Ulnar nerve physical therapy treatment

The above picture is from the website:  www.mdguidelines.com

The below image is from www.netterimages.com – This site has excellent images for anatomy. Netter the artist is really the gold standard artist for anatomy.

Above is a picture of the ulnar nerve and the distribution of numbness or tingling (the blue colored region) that can appear when there is an insult to the area.

The ulnar nerve can be injured in a variety of ways.

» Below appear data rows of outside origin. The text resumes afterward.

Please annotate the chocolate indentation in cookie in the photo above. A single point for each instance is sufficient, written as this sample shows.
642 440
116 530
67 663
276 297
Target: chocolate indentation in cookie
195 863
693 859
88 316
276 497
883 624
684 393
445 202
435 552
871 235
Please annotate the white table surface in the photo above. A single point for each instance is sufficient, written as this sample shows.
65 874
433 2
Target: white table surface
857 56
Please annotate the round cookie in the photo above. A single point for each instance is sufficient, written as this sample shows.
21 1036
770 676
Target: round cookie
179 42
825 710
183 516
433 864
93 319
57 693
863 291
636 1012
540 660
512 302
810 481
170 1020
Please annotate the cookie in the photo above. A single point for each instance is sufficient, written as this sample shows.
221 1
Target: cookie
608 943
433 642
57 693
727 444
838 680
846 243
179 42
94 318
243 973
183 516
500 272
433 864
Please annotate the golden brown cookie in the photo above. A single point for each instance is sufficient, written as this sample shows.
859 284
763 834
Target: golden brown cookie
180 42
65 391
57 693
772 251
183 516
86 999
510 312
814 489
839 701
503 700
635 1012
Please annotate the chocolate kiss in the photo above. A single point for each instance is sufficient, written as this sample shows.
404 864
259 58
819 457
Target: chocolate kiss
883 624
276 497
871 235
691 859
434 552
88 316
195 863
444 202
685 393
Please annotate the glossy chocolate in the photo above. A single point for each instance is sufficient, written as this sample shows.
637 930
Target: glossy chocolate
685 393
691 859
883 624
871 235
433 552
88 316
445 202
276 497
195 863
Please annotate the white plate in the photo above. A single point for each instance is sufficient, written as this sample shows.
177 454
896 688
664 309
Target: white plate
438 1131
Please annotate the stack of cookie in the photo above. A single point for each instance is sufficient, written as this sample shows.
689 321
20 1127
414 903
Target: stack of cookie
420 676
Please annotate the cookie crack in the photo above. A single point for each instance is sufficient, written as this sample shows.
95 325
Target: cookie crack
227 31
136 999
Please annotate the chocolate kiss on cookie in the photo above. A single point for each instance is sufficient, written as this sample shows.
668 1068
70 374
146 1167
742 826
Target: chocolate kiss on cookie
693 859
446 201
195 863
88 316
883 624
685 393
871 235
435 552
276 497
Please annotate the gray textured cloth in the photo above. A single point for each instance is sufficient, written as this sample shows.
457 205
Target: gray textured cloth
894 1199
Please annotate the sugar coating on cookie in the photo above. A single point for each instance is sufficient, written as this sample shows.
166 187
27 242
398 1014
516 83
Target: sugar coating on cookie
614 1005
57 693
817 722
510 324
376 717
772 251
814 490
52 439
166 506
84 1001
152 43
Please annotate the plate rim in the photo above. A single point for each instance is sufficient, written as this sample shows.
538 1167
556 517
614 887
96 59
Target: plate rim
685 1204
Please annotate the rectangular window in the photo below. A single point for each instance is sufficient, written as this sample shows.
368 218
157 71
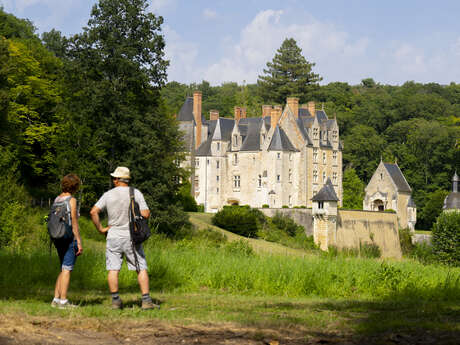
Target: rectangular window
236 181
197 183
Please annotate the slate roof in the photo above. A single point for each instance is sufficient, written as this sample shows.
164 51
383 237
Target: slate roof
186 112
327 193
252 139
452 201
280 141
397 177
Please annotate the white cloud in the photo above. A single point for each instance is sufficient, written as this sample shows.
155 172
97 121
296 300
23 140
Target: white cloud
161 5
209 14
331 48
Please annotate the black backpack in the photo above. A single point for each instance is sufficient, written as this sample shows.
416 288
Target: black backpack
138 225
59 220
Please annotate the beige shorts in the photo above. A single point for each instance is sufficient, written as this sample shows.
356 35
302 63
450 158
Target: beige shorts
116 248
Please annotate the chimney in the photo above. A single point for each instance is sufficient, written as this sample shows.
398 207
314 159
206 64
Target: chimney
213 115
276 114
197 115
266 110
293 104
243 113
237 112
311 108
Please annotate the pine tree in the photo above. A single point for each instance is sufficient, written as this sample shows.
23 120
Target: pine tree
289 74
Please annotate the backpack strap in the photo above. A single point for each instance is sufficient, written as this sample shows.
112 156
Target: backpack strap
131 217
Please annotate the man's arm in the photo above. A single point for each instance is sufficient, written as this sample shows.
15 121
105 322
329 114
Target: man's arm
97 221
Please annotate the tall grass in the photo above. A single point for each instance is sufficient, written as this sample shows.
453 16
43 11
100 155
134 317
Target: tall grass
212 264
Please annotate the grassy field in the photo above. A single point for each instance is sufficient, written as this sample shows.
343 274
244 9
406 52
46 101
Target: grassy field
225 285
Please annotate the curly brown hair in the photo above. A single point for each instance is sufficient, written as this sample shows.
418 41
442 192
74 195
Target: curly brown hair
70 183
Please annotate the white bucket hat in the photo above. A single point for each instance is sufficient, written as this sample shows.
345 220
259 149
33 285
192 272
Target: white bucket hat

The most common ways to injure it are:

  1. Keeping the elbow bent at night
  2. Keeping the elbow bent and elbow on a desk too often
  3. Keeping the elbow bent and placing head on hand and laying down watching TV
  4. Having consistent pressure on the outside of the wrist while riding a bicycle
  5. Pressure on outside of wrist using computer mouse

The problem of tingling or numbness into the 4th and 5th digit can originate from several sources (it usually is due to lack of oxygen/pressure/ or overstretch on the nerves)

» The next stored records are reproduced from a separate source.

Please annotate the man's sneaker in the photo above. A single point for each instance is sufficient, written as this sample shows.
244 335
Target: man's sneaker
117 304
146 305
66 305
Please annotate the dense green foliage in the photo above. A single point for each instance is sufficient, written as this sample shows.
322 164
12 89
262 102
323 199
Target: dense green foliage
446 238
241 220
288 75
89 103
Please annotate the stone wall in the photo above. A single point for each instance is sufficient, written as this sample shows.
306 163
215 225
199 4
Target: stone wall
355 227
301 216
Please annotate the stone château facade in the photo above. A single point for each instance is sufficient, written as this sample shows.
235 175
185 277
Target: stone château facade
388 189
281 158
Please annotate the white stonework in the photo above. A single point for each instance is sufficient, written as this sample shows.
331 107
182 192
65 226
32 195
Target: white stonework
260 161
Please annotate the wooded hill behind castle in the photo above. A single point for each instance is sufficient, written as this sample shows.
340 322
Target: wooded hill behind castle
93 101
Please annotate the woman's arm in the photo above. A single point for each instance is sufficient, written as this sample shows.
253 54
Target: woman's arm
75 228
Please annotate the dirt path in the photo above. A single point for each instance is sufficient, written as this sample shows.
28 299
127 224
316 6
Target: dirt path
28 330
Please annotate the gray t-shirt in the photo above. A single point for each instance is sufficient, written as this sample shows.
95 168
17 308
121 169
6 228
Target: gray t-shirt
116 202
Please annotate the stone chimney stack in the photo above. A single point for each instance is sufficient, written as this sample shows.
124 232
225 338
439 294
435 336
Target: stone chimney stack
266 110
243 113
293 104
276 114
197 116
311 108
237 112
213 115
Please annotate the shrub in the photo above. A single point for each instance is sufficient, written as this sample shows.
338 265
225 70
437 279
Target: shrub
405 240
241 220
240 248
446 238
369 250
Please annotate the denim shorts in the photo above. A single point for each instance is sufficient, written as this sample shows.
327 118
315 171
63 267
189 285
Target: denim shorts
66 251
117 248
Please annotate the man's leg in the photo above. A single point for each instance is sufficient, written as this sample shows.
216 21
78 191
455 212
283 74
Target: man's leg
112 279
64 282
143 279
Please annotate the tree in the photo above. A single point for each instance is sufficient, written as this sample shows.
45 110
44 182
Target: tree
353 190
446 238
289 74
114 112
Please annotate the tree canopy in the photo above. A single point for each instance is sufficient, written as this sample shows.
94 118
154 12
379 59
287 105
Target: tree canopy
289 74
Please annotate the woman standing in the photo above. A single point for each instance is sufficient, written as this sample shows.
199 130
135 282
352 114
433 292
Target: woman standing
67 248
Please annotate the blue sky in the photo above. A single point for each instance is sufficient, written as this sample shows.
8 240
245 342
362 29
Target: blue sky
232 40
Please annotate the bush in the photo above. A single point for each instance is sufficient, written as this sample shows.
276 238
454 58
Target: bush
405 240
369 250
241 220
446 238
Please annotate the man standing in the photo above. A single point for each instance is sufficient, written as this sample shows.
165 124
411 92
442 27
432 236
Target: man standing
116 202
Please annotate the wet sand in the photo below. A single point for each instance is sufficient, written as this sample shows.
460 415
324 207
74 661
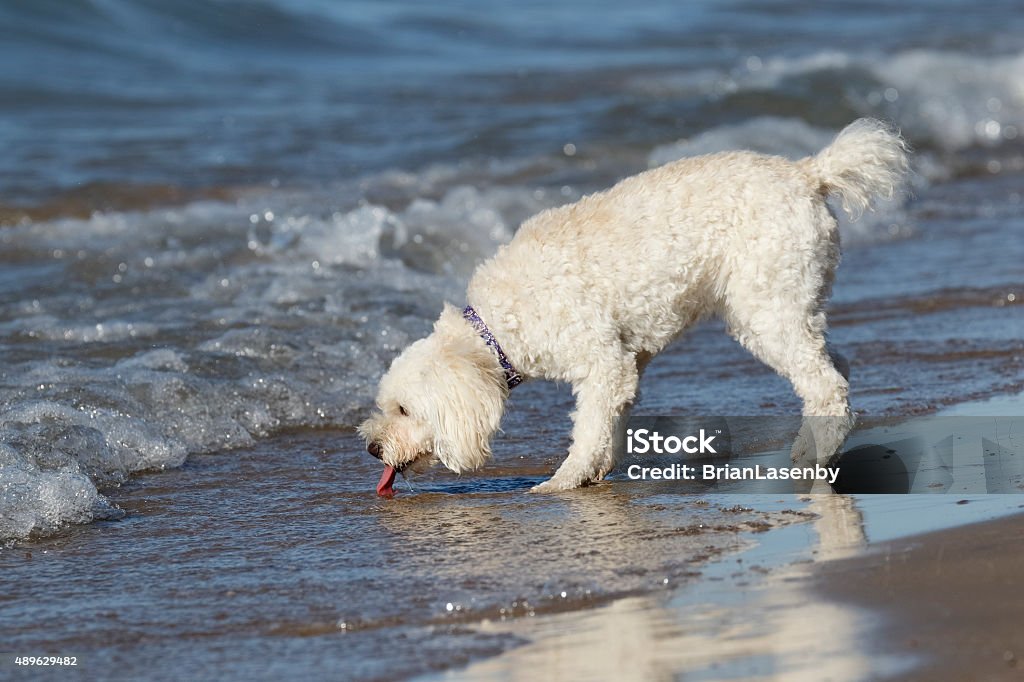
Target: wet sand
939 606
951 599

  1. Cervical spine/neck C8 nerve root
  2. Cubital tunnel area- the funny bone region
  3. Guyan’s tunnel at the base of the wrist on the outside region


The best treatments from my personal experience with this injury, with patients that have had this injury, and according to the research article below is shown below:


  1. Bending elbow at night
  2. Pressure on elbow on desk
  3. Pressure on elbow lying down watching TV with head on hand
  4. Pressure on outside of wrist with bicycling
  5. Pressure on outside of wrist with using mouse
  6. Performing benchpress and triceps exercises at gym- it can irritate the ulnar nerve in the elbow region (it may snap in and out of the cubital tunnel and irritate your symptoms)


Use an elbow pad/brace for continued straight arm positioning


This brace /pad usually costs about 35$. You use it at night and through the day for about 2 weeks. You should experience less tingling in the 4th and 5th digit within 2 to 3 days.

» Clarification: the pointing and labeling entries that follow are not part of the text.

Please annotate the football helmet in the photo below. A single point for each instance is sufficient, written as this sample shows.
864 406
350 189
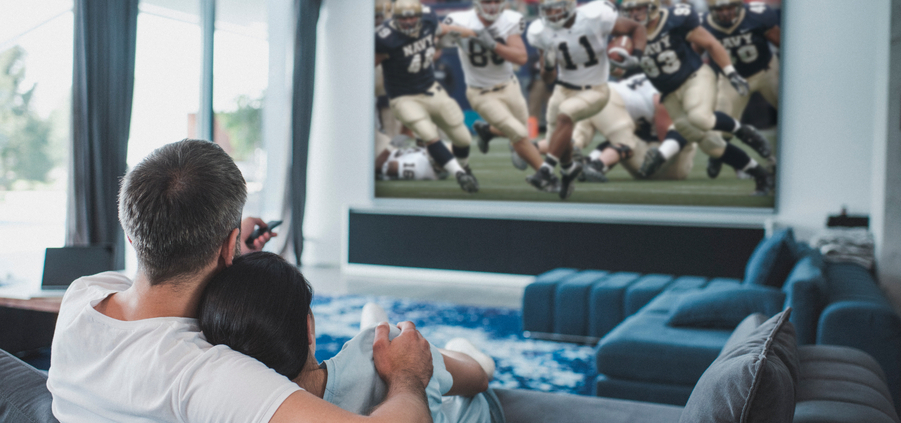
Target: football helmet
725 12
634 8
407 16
490 10
555 13
382 11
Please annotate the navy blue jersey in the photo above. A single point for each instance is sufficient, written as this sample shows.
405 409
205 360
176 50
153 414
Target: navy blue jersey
408 69
745 41
668 59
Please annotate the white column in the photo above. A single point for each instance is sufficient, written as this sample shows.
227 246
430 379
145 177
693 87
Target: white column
886 215
341 139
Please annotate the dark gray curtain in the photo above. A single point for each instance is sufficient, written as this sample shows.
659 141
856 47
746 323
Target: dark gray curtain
302 108
102 88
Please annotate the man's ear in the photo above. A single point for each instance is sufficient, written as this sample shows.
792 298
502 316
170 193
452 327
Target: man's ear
227 251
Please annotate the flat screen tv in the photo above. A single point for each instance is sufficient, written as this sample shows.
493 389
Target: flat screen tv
631 152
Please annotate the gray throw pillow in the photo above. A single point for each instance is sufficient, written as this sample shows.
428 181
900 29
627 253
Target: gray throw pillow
751 381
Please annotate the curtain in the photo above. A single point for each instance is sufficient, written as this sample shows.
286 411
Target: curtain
102 88
307 12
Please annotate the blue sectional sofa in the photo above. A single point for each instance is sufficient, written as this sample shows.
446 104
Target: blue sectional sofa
761 376
658 333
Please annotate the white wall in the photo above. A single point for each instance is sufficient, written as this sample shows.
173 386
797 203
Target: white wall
832 111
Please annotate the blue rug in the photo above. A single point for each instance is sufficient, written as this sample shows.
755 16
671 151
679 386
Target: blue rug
522 363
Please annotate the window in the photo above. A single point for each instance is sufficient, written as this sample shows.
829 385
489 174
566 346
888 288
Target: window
36 44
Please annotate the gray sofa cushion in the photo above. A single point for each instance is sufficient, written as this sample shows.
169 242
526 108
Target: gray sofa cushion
23 392
754 381
521 406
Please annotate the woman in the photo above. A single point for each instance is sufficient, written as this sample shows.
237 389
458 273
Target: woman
260 306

J Hand Surg Am. 2013 Jun;38(6):1125-1130.e1.  May 3.Outcomes of rigid night splinting and activity modification in the treatment of cubital tunnel syndrome.Shah CM1, Calfee RP, Gelberman RH, Goldfarb CA.
The conclusion of this journal article showed that splinting and activity modification was successful in alleviating symptoms associated with cubital tunnel syndrome.